Der offensichtlichste Mangel sind der Totalausfall der Versorgung (der von wenigen Sekunden bis zu mehreren Stunden dauern kann) und Spannungseinbrüche, bei denen die Spannung kurzzeitig auf einen niedrigeren Wert fällt. Langfristige Ausfälle sind natürlich für alle Verbraucher ein Problem, doch viele Prozesse reagieren auch äußerst empfindlich auf selbst kürzeste Unterbrechungen. Beispiele solcher Prozesse sind:

  • Kontinuierliche Prozesse, bei denen kurze Unterbrechungen synchron laufende Maschinen aus dem Takt bringen können und große Mengen halbfertigen Materials zurücklassen. Ein typisches Beispiel ist die Papierindustrie, wo die Wiederinbetriebnahme des Prozesses aufwändig und teuer ist.
  • Vielstufige Chargen-Prozesse, bei denen die Unterbrechung eines Prozesses die Wertschöpfung vorheriger Stufen zerstören kann.
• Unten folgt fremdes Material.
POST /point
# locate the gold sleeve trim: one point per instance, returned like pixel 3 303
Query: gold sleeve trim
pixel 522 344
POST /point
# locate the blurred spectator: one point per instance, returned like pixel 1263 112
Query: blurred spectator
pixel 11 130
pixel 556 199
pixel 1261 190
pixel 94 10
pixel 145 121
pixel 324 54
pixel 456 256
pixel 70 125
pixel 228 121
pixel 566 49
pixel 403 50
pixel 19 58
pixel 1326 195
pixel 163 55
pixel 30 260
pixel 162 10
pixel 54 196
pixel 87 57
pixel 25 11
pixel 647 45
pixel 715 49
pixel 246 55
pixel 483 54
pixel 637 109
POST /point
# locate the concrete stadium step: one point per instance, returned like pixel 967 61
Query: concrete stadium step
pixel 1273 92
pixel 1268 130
Ein Beispiel hierfür ist die Halbleiterindustrie, wo die Herstellung eines Wafer ein paar Dutzend über mehrere Tage verteilte Stufen einnimmt und der Ausfall einer Stufe zur Katastrophe wird.
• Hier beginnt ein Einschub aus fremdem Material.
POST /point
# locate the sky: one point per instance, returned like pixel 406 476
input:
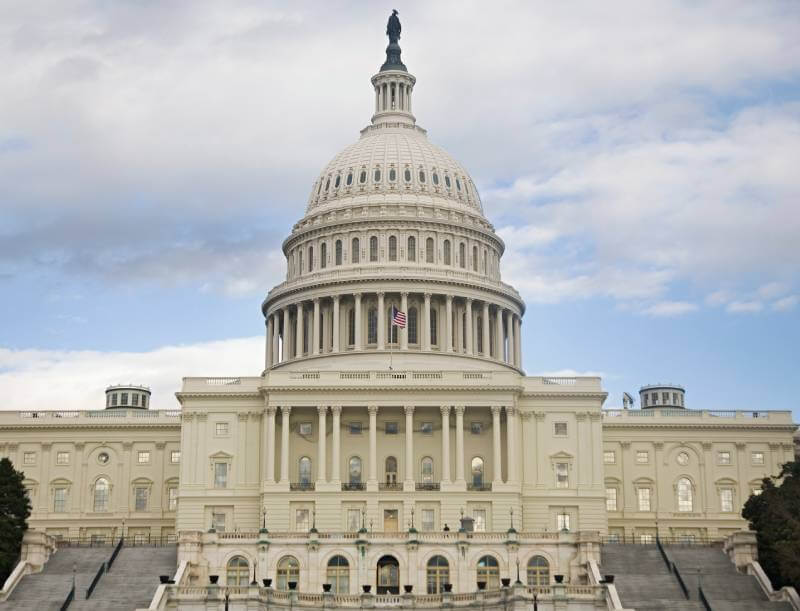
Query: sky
pixel 640 160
  • Datenverarbeitung, bei der der Wert der Transaktionen hoch, die Bearbeitungskosten gering sind, wie z. B. der Aktien- und Devisenhandel. Wenn kein Handel stattfinden kann, können große Verluste entstehen, die die Kosten des Vorganges selbst bei Weitem übersteigen. In einem Fall aus jüngster Zeit wurde ein Schadenersatz von 15 Millionen Euro für einen Stromausfall von zwanzig Minuten verlangt.

Dies sind Beispiele aus den sensibelsten Branchen, aber es ist überraschend, wie viele scheinbar ganz alltägliche Anwendungen bei der Stromversorgung die Erfüllung kritischer Bedingungen voraussetzen. Dazu gehören ebenso große Supermärkte mit EDV- gesteuerter Lagerhaltung und rechnergestützten Kassen, wie Fabriken mit dezentraler Steuerung der Produktionsabläufe.